With that in mind, you wouldn’t be blamed for approaching The Redeemer with trepidation, but from the lush classical strings of opener “I Run New York” (which itself is sampled from the lush classical strings of K-Ci & JoJo’s ‘90s mega-ballad, “All My Life”), the difference in tone from his previous work is immediately apparent. At its core, it’s a concept album about the breakdown of a relationship, loosely alluded to through a series of voicemails that pepper the album and provide a narrative backbone. They feel deeply private but also distant and ghostly and their inclusion creates layers of disorientation while also bringing a cinematic quality to proceedings. Although in many ways these messages are a maguffin which allow Blunt to direct us across the landscape of an imploding relationship, using this personal mental anguish to explore broader themes of love, loneliness and loss. Blunt playing the heartbroken crooner, lost in the dark of smoky nightclub, “Call me when your heart is empty/Happy we can still be friends,” he sings in weary acceptance over the sampled strings of “The Pedigree”, or on album closer “Brutal”, a dark piece of R&B where he gravely intones “You have gone away, and I’m still here” over the rise and fall of a haunting piano solo.

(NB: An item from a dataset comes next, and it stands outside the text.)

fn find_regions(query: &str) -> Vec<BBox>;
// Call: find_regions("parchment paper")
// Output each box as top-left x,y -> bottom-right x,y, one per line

These songs hold a tenderness that has often been absent from the distant static of his sound, a new found rawness he only reinforced through his collaborative choices. From title track, “The Redeemer”, which sees him reunite with Copeland, her soft falsetto floating over a drunken accordion and Morricone-esque percussion, to album highlights “Imperial Gold” and “Demon”, one a truly sublime piece of acoustic folk, the other a feverish nightmare, both driven by Joanne Robertson’s crystalline voice. However, in many ways, it’s Blunt’s vocal performance which is most intriguing, hardly possessing the most conventionally enrapturing tone, he’s crafted a selection of songs which slowly unravel around his brooding, broken and ethereal voice. From wistful and woozy lament “Need 2 Let You Go”, a jittery music box of electronica and jazz, to lead single, “Papi” a languid love letter that cracks and strains under his vocals, part Burt Bacharach, part David Lynch.

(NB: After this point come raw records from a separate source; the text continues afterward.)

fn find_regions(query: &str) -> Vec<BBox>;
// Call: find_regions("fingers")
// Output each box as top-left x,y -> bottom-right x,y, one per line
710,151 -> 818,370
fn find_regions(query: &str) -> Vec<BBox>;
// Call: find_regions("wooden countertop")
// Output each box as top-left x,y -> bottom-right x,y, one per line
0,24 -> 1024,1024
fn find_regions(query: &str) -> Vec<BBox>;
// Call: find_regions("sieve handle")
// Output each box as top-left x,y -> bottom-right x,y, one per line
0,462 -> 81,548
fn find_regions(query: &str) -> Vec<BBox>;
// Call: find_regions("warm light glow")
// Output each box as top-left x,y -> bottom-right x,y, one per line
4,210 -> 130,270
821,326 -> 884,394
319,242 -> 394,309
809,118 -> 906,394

Of course, the focus isn’t solely on vocals as disparate but enthralling sounds inform the entire tone of The Redeemer, from the harmoniously repetitive harp sampling of “Flaxen” to the prog-guitar jam of “All Dogs Go to Heaven”. Instrumental atmospherics interlace the album and are in many ways just as surprising, using R&B, jazz, classical, folk, funk and even new-age guitars. This is possibly best exemplified on the meditative bookends that are, “Seven Seals of Affirmation” and “Walls of Jericho”, a pair of tracks that are both infused with the gentle lapping of waves, but while the former is accompanied by a brittle acoustic guitar, the latter is flecked with a foreboding synth which serves to disorient and wrong foots the listener.

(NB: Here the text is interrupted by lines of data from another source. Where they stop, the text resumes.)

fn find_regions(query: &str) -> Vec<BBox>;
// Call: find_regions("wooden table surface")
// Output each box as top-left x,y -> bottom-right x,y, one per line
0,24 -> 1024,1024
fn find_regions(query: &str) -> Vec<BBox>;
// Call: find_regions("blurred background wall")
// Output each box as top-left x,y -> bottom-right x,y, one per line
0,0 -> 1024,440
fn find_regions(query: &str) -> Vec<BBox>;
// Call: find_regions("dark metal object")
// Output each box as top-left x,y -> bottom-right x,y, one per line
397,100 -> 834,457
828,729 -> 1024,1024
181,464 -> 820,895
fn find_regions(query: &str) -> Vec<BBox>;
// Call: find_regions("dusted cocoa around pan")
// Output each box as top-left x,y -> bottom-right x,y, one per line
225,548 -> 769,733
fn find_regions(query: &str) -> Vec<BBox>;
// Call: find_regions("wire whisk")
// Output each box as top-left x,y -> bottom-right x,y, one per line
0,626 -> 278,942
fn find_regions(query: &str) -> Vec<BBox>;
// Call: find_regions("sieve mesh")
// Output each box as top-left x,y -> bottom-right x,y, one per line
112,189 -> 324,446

In many ways The Redeemer is like a half remembered dream, an esoteric vision which could feel awkward and fragmentary, but instead elevates itself above the sum of its many parts to create something genuine, surprising and often transcendent. For those willing to be enveloped by it, it will wrap itself around you refusing to let go and reward you with an experience unlike many other albums you’ll hear this year.